その方から翻訳だと読みづらいのでもっと優しい言語で書いてほしいとご意見をただきましたが

多分日本人も同じ感想なので、それは仕様です。


 手も足も存在しない私にできることは想うことだけ。


 なにかこの場を切り返す良い策を、考える。

 考えた結果向いていないことが分かった。


 私が出来るのはその人がそう思うことをなぞること。

 道筋を考えたりするのは私の苦手分野だ。


 得意と言えばやはり真百合。

 何か突破口はないか、真百合との空亡惡匣の攻略法についての会話を頭の中で振り返る。


 全ては時にして最大にはならない。

 この世にはマイナスという存在がありそれを含めた総和は含めない総和よりも小さい。


 だからこそ、空亡惡匣の「全てですら己の一部」理論には隙があり、全てを語る相手にシンボルは勝つことが出来る。


 あの時はシンボルがなぜうまれその優位性はなんなのか、が話の主題だったのでそこで打ち切ったが、話そうと思えばもっと続けることが出来た。


 私達は分かりやすく話をするため、マイナスという概念を出した。

 人類すべての総資産を足すことは、金額の最大値にはならない。

 マイナスを省いた額の総和の方が大きくなる。


 ただマイナスという存在を考慮しなくても、“全て”は最大にならない。


 ごちゃごちゃいうより一例を出す。


 1から9を全て足すより、9を9回足した方が大きいし、FをF回足した方が大きい。

 子供っぽくいうなら、全世界の資産よりも、全ての人間が1兆円の資産を持っていると仮定し、その場合の総資産の額が大きい。


 これが神薙の信世界の理屈。

 現実的にあり得なかろうが、理論的にはあり得るのだからそれをなし得ないのは怠惰であり情弱。


 この世のありとあらゆる数字で表せるものを、そのものの最大値、つまり無限を用いて置換する。

 人の数も想像の数も力の強さも皆無限。


 大小を決めるなら最大値以外いらないし、最多以外不足

 1~8の要素を強引に9に変え、さらにそれを総冪する。


 1111層の階層からなる旧世界は無限層に置き換えられ

 妄想から生れ落ちる新世界は一つの空想で同型が無限に産み落とされる。


 零にして全が空亡惡匣なら

 一にして無限が神薙信一


 そう考えると、合計値は最大値になるとは限らないの喩えをもしかしたら真百合は分かっていたかもしれない。

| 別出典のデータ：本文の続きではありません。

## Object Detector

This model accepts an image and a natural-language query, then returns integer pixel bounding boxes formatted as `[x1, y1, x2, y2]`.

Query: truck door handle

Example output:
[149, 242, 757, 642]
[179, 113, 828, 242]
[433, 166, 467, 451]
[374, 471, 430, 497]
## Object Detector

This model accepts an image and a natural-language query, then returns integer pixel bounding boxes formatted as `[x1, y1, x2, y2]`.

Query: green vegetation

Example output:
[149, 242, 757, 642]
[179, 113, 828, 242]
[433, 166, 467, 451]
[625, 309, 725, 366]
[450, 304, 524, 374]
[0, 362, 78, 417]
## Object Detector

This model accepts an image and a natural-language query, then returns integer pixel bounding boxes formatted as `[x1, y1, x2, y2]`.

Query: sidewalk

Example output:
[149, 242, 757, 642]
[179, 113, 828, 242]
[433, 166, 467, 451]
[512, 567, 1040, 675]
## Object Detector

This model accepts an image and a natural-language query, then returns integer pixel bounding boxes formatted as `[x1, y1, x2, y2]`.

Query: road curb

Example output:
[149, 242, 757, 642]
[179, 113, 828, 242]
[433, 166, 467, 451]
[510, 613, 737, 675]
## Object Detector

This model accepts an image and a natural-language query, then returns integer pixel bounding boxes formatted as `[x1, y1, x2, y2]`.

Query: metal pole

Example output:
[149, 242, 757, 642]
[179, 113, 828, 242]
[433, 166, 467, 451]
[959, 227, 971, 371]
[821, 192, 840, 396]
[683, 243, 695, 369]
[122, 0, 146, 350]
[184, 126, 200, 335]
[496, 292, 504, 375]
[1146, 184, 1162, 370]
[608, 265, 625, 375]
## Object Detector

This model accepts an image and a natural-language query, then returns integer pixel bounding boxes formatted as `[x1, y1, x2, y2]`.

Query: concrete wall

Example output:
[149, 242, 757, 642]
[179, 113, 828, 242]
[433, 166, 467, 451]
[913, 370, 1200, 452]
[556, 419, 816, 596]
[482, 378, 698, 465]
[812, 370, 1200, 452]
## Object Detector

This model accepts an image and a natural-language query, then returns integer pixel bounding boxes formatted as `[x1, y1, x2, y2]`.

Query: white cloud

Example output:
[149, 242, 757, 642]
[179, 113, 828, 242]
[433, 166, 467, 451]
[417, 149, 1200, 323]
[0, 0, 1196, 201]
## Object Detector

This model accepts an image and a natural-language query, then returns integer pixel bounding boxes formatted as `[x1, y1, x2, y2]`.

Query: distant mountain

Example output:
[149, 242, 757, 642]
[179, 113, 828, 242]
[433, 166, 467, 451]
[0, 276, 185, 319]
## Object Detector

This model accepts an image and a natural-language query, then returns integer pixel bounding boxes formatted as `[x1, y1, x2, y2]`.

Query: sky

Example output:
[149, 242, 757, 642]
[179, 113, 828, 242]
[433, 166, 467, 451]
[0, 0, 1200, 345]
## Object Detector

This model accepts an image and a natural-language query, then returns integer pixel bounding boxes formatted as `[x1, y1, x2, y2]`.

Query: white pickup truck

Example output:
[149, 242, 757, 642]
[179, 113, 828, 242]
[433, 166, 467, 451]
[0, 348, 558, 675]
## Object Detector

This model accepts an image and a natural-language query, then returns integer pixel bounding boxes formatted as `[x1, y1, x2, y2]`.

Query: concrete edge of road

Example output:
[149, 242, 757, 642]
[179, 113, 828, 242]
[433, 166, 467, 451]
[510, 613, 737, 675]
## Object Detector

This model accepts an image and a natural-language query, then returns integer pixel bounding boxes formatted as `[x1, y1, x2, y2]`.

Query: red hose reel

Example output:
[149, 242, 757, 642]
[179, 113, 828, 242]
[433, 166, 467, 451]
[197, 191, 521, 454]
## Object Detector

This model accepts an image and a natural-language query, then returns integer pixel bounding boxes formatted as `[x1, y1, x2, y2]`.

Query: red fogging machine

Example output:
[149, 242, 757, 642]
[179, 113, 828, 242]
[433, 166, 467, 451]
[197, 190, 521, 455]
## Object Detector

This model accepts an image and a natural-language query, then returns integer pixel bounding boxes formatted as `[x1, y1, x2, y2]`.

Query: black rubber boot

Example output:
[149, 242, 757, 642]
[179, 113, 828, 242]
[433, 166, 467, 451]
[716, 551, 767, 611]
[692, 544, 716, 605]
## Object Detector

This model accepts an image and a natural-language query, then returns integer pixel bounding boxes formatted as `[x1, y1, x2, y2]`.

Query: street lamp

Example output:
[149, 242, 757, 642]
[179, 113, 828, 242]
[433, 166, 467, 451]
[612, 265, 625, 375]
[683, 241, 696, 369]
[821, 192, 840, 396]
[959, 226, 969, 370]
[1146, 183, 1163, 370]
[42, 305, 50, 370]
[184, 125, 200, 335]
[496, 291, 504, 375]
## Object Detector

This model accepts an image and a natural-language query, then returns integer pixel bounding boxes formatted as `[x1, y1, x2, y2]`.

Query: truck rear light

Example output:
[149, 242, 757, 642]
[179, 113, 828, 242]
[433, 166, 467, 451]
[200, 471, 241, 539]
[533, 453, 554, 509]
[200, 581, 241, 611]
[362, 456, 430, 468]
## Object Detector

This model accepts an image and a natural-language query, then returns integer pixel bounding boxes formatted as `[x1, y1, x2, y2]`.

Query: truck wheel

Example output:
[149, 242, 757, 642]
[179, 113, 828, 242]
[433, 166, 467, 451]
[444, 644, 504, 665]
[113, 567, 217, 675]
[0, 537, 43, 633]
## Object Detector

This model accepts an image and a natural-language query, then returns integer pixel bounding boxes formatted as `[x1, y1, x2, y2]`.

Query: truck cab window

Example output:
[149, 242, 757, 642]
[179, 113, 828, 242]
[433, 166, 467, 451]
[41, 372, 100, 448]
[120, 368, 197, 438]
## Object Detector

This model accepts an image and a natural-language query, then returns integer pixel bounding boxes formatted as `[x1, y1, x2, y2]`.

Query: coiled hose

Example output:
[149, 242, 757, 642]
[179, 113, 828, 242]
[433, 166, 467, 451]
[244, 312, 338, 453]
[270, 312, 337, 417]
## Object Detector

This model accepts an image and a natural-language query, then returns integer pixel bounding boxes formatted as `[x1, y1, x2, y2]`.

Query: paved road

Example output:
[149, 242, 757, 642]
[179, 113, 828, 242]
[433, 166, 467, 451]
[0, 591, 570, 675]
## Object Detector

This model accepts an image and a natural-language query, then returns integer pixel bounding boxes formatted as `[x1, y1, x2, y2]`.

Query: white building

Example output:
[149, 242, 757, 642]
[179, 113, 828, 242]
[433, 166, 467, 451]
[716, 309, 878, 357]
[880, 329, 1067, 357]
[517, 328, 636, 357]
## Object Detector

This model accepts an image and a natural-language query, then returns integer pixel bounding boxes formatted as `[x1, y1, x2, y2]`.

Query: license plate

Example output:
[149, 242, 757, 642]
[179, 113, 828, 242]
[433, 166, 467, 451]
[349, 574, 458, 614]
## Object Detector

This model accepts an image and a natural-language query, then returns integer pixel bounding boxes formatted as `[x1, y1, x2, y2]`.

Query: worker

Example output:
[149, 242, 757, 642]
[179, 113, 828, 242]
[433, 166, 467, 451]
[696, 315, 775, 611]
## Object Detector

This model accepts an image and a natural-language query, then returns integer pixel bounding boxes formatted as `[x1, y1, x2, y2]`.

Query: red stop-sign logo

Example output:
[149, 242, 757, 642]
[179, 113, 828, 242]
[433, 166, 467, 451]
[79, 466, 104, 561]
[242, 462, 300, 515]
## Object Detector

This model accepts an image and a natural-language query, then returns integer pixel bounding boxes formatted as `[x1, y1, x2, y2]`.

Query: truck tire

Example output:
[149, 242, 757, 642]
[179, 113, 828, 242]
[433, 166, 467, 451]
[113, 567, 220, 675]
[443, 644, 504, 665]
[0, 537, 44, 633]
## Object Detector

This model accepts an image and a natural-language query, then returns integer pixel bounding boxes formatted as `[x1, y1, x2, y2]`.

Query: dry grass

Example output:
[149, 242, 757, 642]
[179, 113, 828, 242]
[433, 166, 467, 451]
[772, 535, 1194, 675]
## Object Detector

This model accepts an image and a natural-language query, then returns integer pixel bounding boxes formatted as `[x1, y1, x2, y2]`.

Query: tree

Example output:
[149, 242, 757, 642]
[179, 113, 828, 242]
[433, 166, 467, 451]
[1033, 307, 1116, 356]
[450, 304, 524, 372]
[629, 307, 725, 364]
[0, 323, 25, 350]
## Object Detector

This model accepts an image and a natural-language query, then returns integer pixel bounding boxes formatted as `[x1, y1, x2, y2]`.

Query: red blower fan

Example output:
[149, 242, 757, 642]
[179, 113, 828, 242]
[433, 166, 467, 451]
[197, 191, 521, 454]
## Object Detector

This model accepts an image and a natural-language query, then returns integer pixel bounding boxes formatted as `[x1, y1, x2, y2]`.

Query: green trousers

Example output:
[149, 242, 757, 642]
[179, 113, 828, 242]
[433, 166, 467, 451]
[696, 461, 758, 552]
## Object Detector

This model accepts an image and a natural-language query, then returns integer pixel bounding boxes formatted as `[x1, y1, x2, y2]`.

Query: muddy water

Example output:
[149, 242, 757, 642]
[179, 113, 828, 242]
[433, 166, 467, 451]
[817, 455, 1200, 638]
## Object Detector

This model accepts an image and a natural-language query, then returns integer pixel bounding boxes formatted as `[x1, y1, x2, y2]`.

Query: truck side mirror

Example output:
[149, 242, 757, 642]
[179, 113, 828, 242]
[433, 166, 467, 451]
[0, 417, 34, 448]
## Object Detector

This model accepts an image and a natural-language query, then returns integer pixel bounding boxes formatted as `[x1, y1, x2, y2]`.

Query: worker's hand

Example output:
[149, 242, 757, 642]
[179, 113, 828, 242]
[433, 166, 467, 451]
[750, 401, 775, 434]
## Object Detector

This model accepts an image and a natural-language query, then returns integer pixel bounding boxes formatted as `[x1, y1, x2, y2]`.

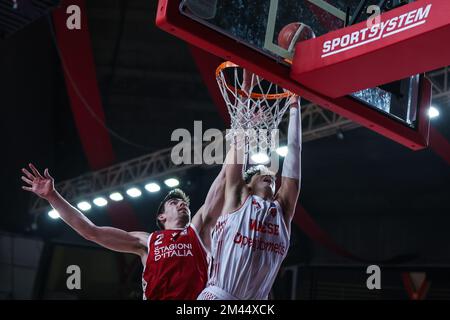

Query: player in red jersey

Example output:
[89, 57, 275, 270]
[22, 164, 225, 300]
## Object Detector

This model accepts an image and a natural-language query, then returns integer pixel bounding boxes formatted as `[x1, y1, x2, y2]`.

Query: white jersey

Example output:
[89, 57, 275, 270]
[199, 195, 289, 300]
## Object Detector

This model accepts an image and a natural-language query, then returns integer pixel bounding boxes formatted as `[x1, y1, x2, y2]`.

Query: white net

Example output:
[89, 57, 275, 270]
[216, 61, 295, 151]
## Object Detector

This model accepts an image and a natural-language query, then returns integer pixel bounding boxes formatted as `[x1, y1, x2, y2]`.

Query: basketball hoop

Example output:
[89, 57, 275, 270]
[216, 61, 295, 151]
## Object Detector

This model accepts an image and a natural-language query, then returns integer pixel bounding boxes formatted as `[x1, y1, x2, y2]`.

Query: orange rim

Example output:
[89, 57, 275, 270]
[216, 61, 294, 100]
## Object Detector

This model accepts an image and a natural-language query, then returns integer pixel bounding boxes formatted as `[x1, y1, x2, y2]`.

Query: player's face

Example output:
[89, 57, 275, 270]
[251, 174, 276, 194]
[164, 199, 191, 224]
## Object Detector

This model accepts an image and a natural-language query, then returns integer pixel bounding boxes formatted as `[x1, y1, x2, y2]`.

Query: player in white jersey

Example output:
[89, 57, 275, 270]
[198, 98, 302, 300]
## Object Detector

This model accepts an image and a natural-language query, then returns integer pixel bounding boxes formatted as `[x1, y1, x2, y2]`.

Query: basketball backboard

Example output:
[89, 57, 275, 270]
[157, 0, 430, 149]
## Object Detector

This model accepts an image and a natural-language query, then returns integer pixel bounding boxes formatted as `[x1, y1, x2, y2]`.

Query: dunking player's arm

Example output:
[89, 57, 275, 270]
[22, 164, 149, 261]
[275, 97, 302, 230]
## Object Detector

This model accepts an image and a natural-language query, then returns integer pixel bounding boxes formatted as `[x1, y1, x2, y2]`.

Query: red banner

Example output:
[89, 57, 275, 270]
[291, 0, 450, 98]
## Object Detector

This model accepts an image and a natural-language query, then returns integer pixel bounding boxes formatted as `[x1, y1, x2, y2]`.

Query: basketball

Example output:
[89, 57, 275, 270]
[278, 22, 314, 50]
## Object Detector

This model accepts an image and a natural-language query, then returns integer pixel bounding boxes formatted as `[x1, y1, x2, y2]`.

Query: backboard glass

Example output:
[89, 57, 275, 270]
[157, 0, 426, 149]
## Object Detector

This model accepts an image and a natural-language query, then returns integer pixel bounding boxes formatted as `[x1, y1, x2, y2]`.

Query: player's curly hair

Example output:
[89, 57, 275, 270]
[156, 188, 191, 230]
[243, 164, 275, 184]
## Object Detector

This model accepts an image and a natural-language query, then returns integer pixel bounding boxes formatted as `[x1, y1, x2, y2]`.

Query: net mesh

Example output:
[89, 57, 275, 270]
[216, 62, 295, 151]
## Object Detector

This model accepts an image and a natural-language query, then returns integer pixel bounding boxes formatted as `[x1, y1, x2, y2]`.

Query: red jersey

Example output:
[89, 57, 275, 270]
[142, 225, 208, 300]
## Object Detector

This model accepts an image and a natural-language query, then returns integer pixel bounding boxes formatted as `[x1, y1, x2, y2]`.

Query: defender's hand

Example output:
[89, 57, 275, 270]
[21, 163, 55, 199]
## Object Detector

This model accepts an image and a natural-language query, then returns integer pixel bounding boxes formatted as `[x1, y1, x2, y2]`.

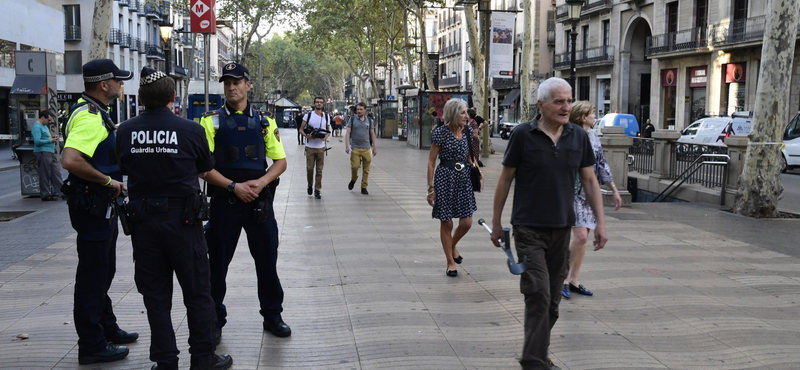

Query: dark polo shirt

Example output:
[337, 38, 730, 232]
[503, 117, 595, 228]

 この信世界に言いたいことはあるが、ひとまずその言葉は次に奴に合った時だ。


 今はまだ勝負は終わっていない。

 私はまだ忘れていないし、諦めていない。


 ○○を救う。そのために、神薙をなぐ………


 これもダメなのか。

 ―――――思考が出来ない。

 やり方が分からない。


 手も足もなくなったのだから、そんな理屈ではない。

 信世界に■は存在しない。それに至る行為もできない。

 そのための手段をとることが出来ない。


 ××も同じくなくなった故、戦う行為が起こせない。

 抜け出そうにも◆◆がないから上下がない。

 より強い力で抗うその概念がない。


 考えてみれば当たり前のことだ。支配者は下々に抗う抵抗や革命する手段を残すのは愚策と言える。

 刀狩り、銃刀法、上は下に戦う術を用意することを良しとしていない。

 ならば神が人にあらがう余地を残している時点で、本来統治としては失敗している。


 信世界なら、それが存在しないし存在できない。

 この理論値の世界に抗うなんて間違った思想は産まれてこない。

 あったとしても、それを行う手段が存在しない。

 革命や反逆を出来る出来ないではなく、あり得ない考えられないまで落とし込んでいる。

 どこまでも人のことを考えない理論上最大の世界だった。


 人が愚かで劣等である。

 だからこそ成長し進化できる。


 昨日の自分に勝てるということは、明日の自分に負けるということ。


 そういう本音が聞こえるようだ。


 最大値を取らない存在は、その時点で信世界によって成長進化をしてしまう。

 私がこうして頭だけ残っているのは、心の強さが神薙の最大値より上回っているからで、そうじゃない他の全ては信世界ベースに置き換わった。


 ま、とはいってもやることは変わらない。

 心が強いだけでここまでやってきた。最後まで心の強さでシンボルを扱おう。


 …………


 私はこれまで絶望したことがないしこれからもしない。

 ただ神薙に挑んで初めて無理かもしれないと思い立った。


 シンボルが私の思う効果を発揮できない。

 連想されるのは酸素が薄い部屋のろうそく。電池がきれかかったライト。


 その答えはすぐに分かった。


 シンボルは個性。

 何を思い、何を考え、何をするか。

 その人その人間のアイデンティティ。


 一方、信世界はどうだ。


 愚かさを否定する信世界。欠点や弱点を補い最高のカタチにする信世界。

 彼らに凹凸はなく、全てが大きく丸い。

 だから信世界の住民は新世界の住民より、はるかに強くはるかに賢い。


 だが同時に、欠点が無いということは個性が無いと同義ではないか。

 数学が得意と言うことは、それ以外全てが数学より劣っているということで、それこそが個性だ。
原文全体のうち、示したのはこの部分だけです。